Ma come sapete, il plurale si fa con una -s finale. E qui cadete tutti, perche se la difficolta per noi si trova all'inizio, per voi invece è qui, e non potete resistere di mettere una vocale qualsiasi dopo la -s finale.

3. Non ci sono le doppie in spagnolo, quindi meglio non provare a farle

4. E nemmeno la s sonora, da noi e sorda e pulita. Neanche la v si pronuncia; e la b e molto piu soffice.

5. Poi c'è il "non" italiano que in spagnolo è solo "NO". Può essere difficile lo so

Questo per quanto rispetta la pronuncia... vi fa essere graziosi e facilmente identificabili e oggetto di scherzi.

Io sicuro che la prossima volta che lo faccia continuero a chiedere "sigarrete", e mi diranno "ah, spagnolo..."


----------



## Neuromante

Sulla "S" non sono d´acordo. Si parlava qualche messe fa, e nello spagnolo non c´è una regola fissa. Non che gli italiani non la essagerano nell confronto da qualsiasi spanoparlante, ma regola, come tale, non essiste.

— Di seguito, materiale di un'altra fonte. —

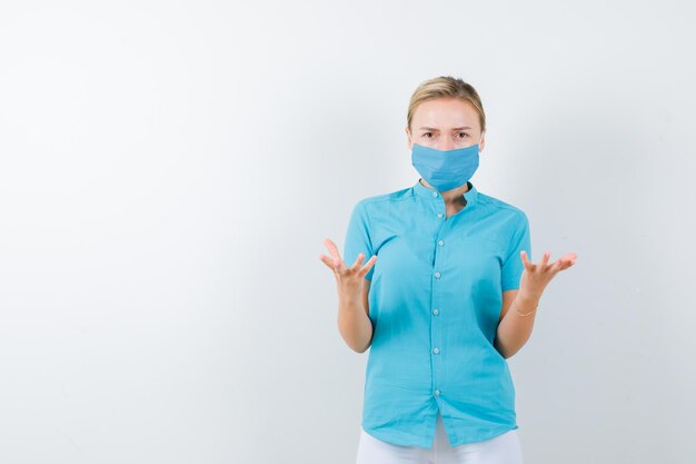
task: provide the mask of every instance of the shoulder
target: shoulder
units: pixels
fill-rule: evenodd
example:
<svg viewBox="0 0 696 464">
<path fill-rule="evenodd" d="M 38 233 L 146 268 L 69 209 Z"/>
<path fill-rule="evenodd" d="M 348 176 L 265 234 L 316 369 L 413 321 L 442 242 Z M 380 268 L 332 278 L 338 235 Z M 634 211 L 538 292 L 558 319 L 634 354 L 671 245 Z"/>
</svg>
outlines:
<svg viewBox="0 0 696 464">
<path fill-rule="evenodd" d="M 388 206 L 392 203 L 404 201 L 412 196 L 412 189 L 401 188 L 399 190 L 389 191 L 386 194 L 372 195 L 359 199 L 355 208 L 364 209 L 366 211 L 377 210 L 381 207 Z"/>
<path fill-rule="evenodd" d="M 525 211 L 508 201 L 494 196 L 478 192 L 477 203 L 486 215 L 495 215 L 511 226 L 527 226 L 528 218 Z"/>
</svg>

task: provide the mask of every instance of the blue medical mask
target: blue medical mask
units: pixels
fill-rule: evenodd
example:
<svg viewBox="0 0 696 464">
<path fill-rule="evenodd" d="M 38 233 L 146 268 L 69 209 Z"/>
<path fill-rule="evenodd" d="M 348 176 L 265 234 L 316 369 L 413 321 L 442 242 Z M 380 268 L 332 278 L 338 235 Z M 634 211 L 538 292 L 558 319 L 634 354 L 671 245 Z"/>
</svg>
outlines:
<svg viewBox="0 0 696 464">
<path fill-rule="evenodd" d="M 478 168 L 478 144 L 454 150 L 438 150 L 414 144 L 411 164 L 439 191 L 465 185 Z"/>
</svg>

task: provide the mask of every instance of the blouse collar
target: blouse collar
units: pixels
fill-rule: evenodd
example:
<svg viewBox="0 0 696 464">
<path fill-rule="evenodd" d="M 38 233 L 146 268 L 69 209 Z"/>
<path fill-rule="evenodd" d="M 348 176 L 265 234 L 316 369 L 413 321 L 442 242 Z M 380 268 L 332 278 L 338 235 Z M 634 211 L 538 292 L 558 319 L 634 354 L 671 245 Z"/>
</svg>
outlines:
<svg viewBox="0 0 696 464">
<path fill-rule="evenodd" d="M 443 198 L 443 194 L 440 194 L 435 188 L 428 188 L 424 186 L 422 184 L 420 184 L 420 179 L 421 178 L 418 178 L 418 180 L 416 180 L 416 184 L 414 185 L 414 191 L 416 191 L 416 194 L 420 195 L 424 198 L 429 198 L 432 200 Z M 467 180 L 467 184 L 469 185 L 469 189 L 465 191 L 463 196 L 466 199 L 467 205 L 470 205 L 476 201 L 478 197 L 478 190 L 469 180 Z"/>
</svg>

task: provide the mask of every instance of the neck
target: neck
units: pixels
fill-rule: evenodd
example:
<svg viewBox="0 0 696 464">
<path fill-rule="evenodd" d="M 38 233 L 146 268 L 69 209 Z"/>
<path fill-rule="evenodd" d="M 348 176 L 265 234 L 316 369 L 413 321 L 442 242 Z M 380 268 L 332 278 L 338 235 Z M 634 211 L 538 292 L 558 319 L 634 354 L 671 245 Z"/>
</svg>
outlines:
<svg viewBox="0 0 696 464">
<path fill-rule="evenodd" d="M 424 178 L 420 178 L 420 184 L 435 190 L 435 187 L 426 182 Z M 443 191 L 441 194 L 443 194 L 443 199 L 445 200 L 445 205 L 464 204 L 466 201 L 466 199 L 464 198 L 464 194 L 467 191 L 469 191 L 469 182 L 465 182 L 463 186 L 453 188 L 451 190 Z"/>
</svg>

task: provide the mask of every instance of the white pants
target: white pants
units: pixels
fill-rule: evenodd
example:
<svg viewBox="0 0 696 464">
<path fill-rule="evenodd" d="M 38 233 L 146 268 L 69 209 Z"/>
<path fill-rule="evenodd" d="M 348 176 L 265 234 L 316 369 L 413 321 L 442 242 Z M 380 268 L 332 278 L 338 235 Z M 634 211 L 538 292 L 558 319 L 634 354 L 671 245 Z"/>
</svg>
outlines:
<svg viewBox="0 0 696 464">
<path fill-rule="evenodd" d="M 523 464 L 517 428 L 478 443 L 450 446 L 438 413 L 432 446 L 401 446 L 382 442 L 360 428 L 356 464 Z"/>
</svg>

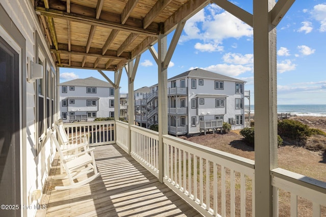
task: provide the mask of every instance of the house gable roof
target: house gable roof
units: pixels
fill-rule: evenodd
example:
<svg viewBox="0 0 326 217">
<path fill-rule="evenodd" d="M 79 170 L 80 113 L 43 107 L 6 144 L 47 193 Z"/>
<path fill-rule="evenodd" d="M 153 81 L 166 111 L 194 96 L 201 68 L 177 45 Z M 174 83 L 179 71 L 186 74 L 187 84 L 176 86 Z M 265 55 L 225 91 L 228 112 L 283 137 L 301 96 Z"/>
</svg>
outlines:
<svg viewBox="0 0 326 217">
<path fill-rule="evenodd" d="M 236 78 L 232 78 L 226 75 L 221 75 L 220 74 L 215 73 L 214 72 L 210 72 L 201 69 L 195 69 L 187 71 L 183 73 L 179 74 L 171 78 L 168 79 L 168 81 L 178 79 L 181 78 L 189 77 L 196 78 L 207 78 L 215 80 L 221 80 L 223 81 L 231 81 L 235 82 L 244 82 L 244 81 L 237 79 Z"/>
<path fill-rule="evenodd" d="M 78 78 L 71 80 L 71 81 L 60 83 L 60 85 L 67 86 L 96 86 L 103 87 L 112 87 L 113 86 L 108 82 L 98 79 L 93 77 L 87 78 Z"/>
</svg>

Non avette i suoni che corrispondono a "Lla" "Cha" nè quelle con le vocali "O" "U" cosi che metette sempre una "I" fra consonante e vocale.
Cio è: Ditte "Ll*i*a" Ch*i*a"... Anche per via delle vocali troppo aperte 

Una volta mi dissi un italiano, con una parlata spagnola piu che perfetta, che la principale differenza si trova nella cadenza. Voi parlate di seguito senza interruzzioni dal inizio a la fine, e invece noi faciamo come a scatti. Penso che abbia tutta la ragione. Questo e la apertura delle vocali sono a mi aviso le principali diferenze fra le due lingue.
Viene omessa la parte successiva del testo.